“You are. You can tell her, you can tell everybody. I’ll tell— I’ll tell myself. I won’t wait. That child is mine—mine—not hers. Now—go!”
Veronica Haversham on the stage never towered in a fit of passion as she did now in real life, as her ungovernable feelings broke forth tempestuously on us.
I was astounded, bewildered at the revelation, the possibilities in those simple words, “The child is mine.” For a moment I was stunned. Then as the full meaning dawned on me I wondered in a flood of consciousness whether it was true. Was it the product of her drug-disordered brain? Had her desperate love for Hazleton produced a hallucination?
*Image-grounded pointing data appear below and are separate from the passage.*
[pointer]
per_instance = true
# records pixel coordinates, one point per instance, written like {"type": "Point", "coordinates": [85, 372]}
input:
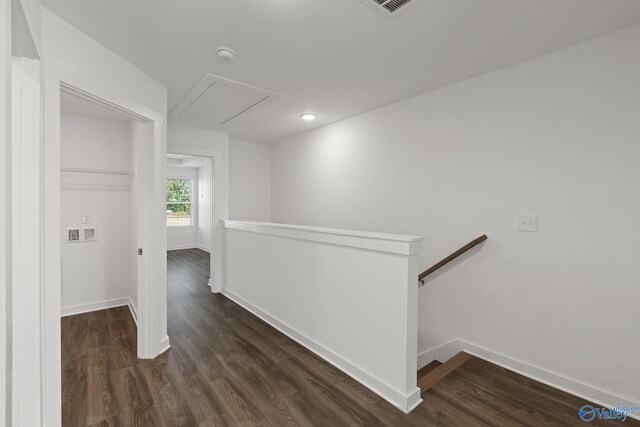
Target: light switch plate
{"type": "Point", "coordinates": [527, 223]}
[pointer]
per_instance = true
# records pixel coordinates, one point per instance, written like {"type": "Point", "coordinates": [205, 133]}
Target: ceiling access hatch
{"type": "Point", "coordinates": [216, 100]}
{"type": "Point", "coordinates": [390, 8]}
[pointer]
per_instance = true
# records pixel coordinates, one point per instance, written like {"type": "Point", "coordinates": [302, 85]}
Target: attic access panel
{"type": "Point", "coordinates": [216, 100]}
{"type": "Point", "coordinates": [390, 8]}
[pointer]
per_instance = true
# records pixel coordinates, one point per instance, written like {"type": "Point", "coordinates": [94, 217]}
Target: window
{"type": "Point", "coordinates": [179, 202]}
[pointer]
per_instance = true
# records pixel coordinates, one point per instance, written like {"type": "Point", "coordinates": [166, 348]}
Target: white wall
{"type": "Point", "coordinates": [250, 181]}
{"type": "Point", "coordinates": [82, 62]}
{"type": "Point", "coordinates": [94, 273]}
{"type": "Point", "coordinates": [348, 296]}
{"type": "Point", "coordinates": [187, 236]}
{"type": "Point", "coordinates": [204, 204]}
{"type": "Point", "coordinates": [74, 59]}
{"type": "Point", "coordinates": [555, 137]}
Kennedy, silent, saw that the case demanded quick action. I shall never forget the breathless ride down from the sanitarium to the Hazleton house on Riverside Drive.
“Mrs. Hazleton,” he cried, as we hurried in, “you will pardon me for this unceremonious intrusion, but it is most important. May I trouble you to place your fingers on this paper—so?”
He held out to her a piece of the prepared paper. She looked at him once, then saw from his face that he was not to be questioned. Almost tremulously she did as he said, saying not a word. I wondered whether she knew the story of Veronica, or whether so far only hints of it had been brought to her.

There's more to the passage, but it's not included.